Il Dalai Lama sostiene che il suo null’altro era che un comportamento ‘giocoso’. Può essere, sia male a chi pensa male, non voglio dubitarne. Absit iniuria verbis, ci mancherebbe. Ma lungi da me l’esegesi delle sue intenzioni che può scivolare pericolosamente nel giustificazionismo. Non mi metto ad indagare le sue motivazioni come tanta stampa sta facendo, siano esse realmente frivole o libidinamente basse. Io sto dalla parte di chi quelle intenzioni non le può e non le deve capire: il bambino, il quale non può comprendere che si tratta di un ‘gioco’, una ‘tradizione religiosa’, o altro ancora. Un bambino non è ancora formato alla sessualità completa, la cui struttura di personalità non gli permette di assimilare quel gesto se non con un’incrinatura del suo sviluppo, un’erotizzazione di un gesto a lui sconosciuto.

“E’ stato solo un gesto affettuoso, comunque ‘disturbante’, ma assimilabile ad uno scherzo”: il monaco Tenzin Peljor ricorda infatti che il Dalai Lama “è una personalità molto calorosa, goliardica, che spesso cerca il contatto fisico”. “Ho conosciuto il Dalai Lama – continua il monaco – posso testimoniare che ha sempre la tendenza allo scherzo”. Argomentazioni come questa osservano l’accaduto scrutando l’orizzonte sempre e solo dalla prospettiva della tradizione, religiosa o laica che sia, dimenticando il punto di vista del soggetto più debole. Non ne ho certo le competenze ma, se di retroterra religioso si parla, allora preferisco il motto “Ma chi avrà scandalizzato uno di questi piccoli che credono in me, meglio per lui sarebbe che gli fosse appesa al collo una macina da mulino e fosse gettato in fondo al mare.”

E’ a quel bambino che penso, non al vecchio giocoso.
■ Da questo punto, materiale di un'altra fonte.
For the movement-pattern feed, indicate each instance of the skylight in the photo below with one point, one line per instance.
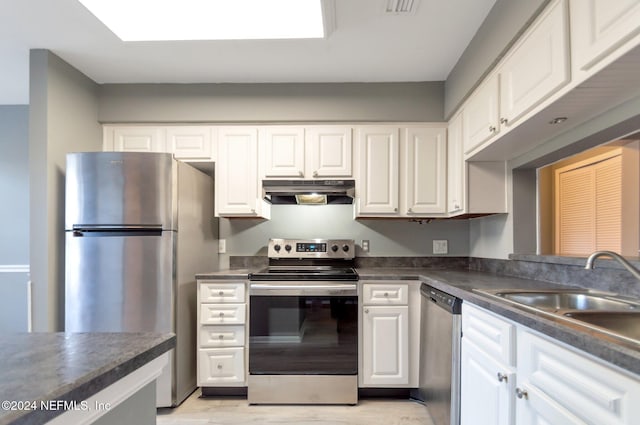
(155, 20)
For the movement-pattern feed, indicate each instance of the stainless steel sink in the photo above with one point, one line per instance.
(622, 323)
(608, 313)
(568, 300)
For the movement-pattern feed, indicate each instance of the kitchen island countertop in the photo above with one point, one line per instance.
(67, 367)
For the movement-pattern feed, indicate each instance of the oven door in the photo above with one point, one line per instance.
(303, 328)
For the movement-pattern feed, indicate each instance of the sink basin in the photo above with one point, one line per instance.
(626, 324)
(565, 300)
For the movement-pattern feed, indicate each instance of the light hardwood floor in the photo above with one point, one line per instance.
(236, 411)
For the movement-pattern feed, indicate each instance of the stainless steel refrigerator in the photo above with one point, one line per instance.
(139, 226)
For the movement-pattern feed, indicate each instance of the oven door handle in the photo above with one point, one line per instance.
(308, 289)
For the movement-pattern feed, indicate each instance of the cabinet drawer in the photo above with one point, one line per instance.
(221, 367)
(492, 334)
(220, 314)
(222, 292)
(385, 293)
(222, 336)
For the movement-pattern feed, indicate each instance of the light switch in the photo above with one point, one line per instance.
(440, 246)
(365, 245)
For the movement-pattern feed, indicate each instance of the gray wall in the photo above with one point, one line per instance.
(505, 22)
(14, 213)
(271, 102)
(63, 118)
(388, 238)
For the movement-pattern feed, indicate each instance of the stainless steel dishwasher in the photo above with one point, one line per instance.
(439, 383)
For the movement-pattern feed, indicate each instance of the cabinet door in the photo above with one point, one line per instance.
(219, 367)
(139, 139)
(424, 170)
(480, 119)
(599, 27)
(329, 152)
(190, 142)
(486, 388)
(283, 151)
(378, 150)
(562, 381)
(237, 172)
(456, 184)
(385, 345)
(537, 66)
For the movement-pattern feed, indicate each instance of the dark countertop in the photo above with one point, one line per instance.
(71, 367)
(461, 283)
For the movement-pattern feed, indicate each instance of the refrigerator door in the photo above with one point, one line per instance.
(120, 188)
(119, 282)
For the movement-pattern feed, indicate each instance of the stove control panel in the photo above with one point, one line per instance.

Alla sua prepubertà scossa. All’incontro perturbante con qualcosa che non avrebbe dovuto incrociare. Credo fermamente alla sviluppo sessuale del bambino come la psicoanalisi ce lo insegna, di certo attualizzato, ma rigorosamente composto da tappe che si susseguono per giungere ad uno sviluppo armonioso, che armonizzi i vari passaggi pulsionali sino a quella condizione di ‘adulto’, nella quale sessualità e amore possono trovare il loro equilibrio.

Ho sentito tanti, troppi racconti di giovani donne e uomini che sono stati palpeggiati, baciati, toccati. Ragazzini verso i quali alcuni adulti hanno divelto il limite naturale, agendo i loro inconfessabili desideri di sfiorare le parti del corpo di allievi, atleti, alunni, il tutto per una loro pruderie, per un loro soddisfacimento personale. “Uomini innocenti con istinti un po’ bestiali”, per dirla con Battiato, che hanno spesso mascherato le loro sporche passioni con abiti confessionali o para confessionali, vestendole con addobbi culturali o religiosi: l’ho fatto in nome di Dio, di un precetto, di una entità superiore. L’ho fatto per qualcosa di trascendente, che rimanda ad un altrove e che, in ultima analisi, obbliga la vittima a tenere la posizione di oggetto sacrificale prono ad un disegno più grande di lui.